One cannot underestimate the importance of recommending new technology products to your patients. As the years have past, low Dk hydrogel disposable lenses had stagnated and consequently we were just re-prescribing the same product, time and time again. It did not take long for our patients to realise that we were not delivering anything special. Deals were being done; advertising was demystifying the contact lens fitting process. Consequently our patients started to look elsewhere for cheaper sources. Now with silicon hydrogels, it seems that every time we consult we are in a position to offer better, healthier options. This has created a renewed interest in attending every year to find out what is new and what can we deliver to make life in contact lenses healthier and more comfortable.

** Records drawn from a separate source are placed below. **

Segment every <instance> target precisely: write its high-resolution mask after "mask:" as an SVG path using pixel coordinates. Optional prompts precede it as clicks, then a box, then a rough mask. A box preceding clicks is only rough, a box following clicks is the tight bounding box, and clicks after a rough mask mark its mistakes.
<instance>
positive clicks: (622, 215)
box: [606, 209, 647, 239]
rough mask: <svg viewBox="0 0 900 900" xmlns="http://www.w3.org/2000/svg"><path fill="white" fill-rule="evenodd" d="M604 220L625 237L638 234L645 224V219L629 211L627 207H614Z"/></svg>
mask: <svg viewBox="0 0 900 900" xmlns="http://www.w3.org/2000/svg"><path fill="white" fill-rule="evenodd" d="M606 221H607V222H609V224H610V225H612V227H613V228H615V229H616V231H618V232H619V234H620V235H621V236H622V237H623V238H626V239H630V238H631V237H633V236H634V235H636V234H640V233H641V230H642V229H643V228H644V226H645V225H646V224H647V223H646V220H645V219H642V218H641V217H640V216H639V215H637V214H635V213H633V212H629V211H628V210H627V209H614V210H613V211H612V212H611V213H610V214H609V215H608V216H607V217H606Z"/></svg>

Because our patients' perception is no longer stagnant, I believe that they value our service more. This in turn allows us to have more frequent contact with them and consequently we are recommending and refitting better options. We have progressed from Ciba Night & Day to Bausch & Lomb Purevision and then the release of Ciba Night and Day 8.4 base curve. Early next year I am eagerly awaiting the release of the Ciba O2 Optix. This new material promises to revolutionize contact lens fitting again. With a Dk of 138 and two weekly replacement, it is likely to frog leap all other products. Its high Dk and low modulus will initially be released as a daily wear lens. There is no doubt in my mind that it will be suited to continuous wear. Logic seems to suggest that this material will reduce the number of complications we currently see. Time will tell.
Continuous wear silicon hydrogels are now the option of choice for most of our contact lens wearers. I believe it is imperative that we all market our databases effectively to regain control of the contact lens market again. Silicon Hydrogels are now readily available to allow us to achieve this.